Continuous dependence on parameters of second order dierential inclusion and self-adjoint operator

By Vo Viet Tri
DOI: 10.37550/tdmu.EJS/2022.04.356

In this paper, we establish compactness and continuous dependence on parameters for solution-set of the second order differential inclusion including self-adjoint operator in the form
\begin{align*}
\left\{ \begin{gathered}
\frac{\partial^2}{\partial t^2} u(t,x) +2\mathcal{A} \frac{\partial}{\partial t}u(t,x)+\mathcal{A}^{2} u(t,x) \in F(t,u(t),\mu),\,\, \hfill (t,x)\in [0,T)\times\Omega \\
u(0,x)=\frac{\partial }{\partial t}u(0,x)=0, \,\, \hfill x \in \Omega, \\
%u(T,x) = h(x), \,\, \hfill x\in\Omega,
\end{gathered}\right. %\label{MainProblem}
\end{align*}
where $\mathcal A$ is a self-adjoint operator.

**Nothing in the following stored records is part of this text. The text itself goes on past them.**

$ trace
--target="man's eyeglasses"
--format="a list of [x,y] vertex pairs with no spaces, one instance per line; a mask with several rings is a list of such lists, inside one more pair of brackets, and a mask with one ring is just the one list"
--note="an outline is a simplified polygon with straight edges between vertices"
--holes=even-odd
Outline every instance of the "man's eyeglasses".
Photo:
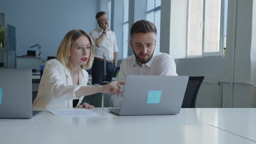
[[105,21],[106,20],[109,20],[109,19],[108,18],[106,18],[106,19],[102,19],[102,20],[100,20],[101,21]]
[[89,46],[86,46],[85,47],[83,46],[74,46],[73,47],[76,48],[76,49],[79,50],[86,49],[86,51],[87,52],[88,52],[88,51],[91,50],[91,49],[93,49],[93,47],[94,47],[94,46],[89,45]]

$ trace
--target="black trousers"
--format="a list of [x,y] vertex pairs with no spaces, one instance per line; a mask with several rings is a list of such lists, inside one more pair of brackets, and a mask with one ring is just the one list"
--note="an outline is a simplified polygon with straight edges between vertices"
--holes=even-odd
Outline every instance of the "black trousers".
[[92,84],[101,84],[102,81],[111,82],[115,71],[115,66],[113,63],[106,62],[107,75],[104,78],[104,62],[95,59],[92,69]]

We use the spectral theory on Hilbert spaces to obtain formulation for mild solutions. Using the mild solution formula together with a measure of non-compactness with values in an ordered space, we construct useful bounds for solution operators. Then, we establish necessarily upper semi-continuous and condensing settings, which mainly help to obtain the global existence of mild solutions and the compactness of the mild solution set. Finally, we provide a brief discussion on the continuous dependence of the solution-set on parameter $\mu$.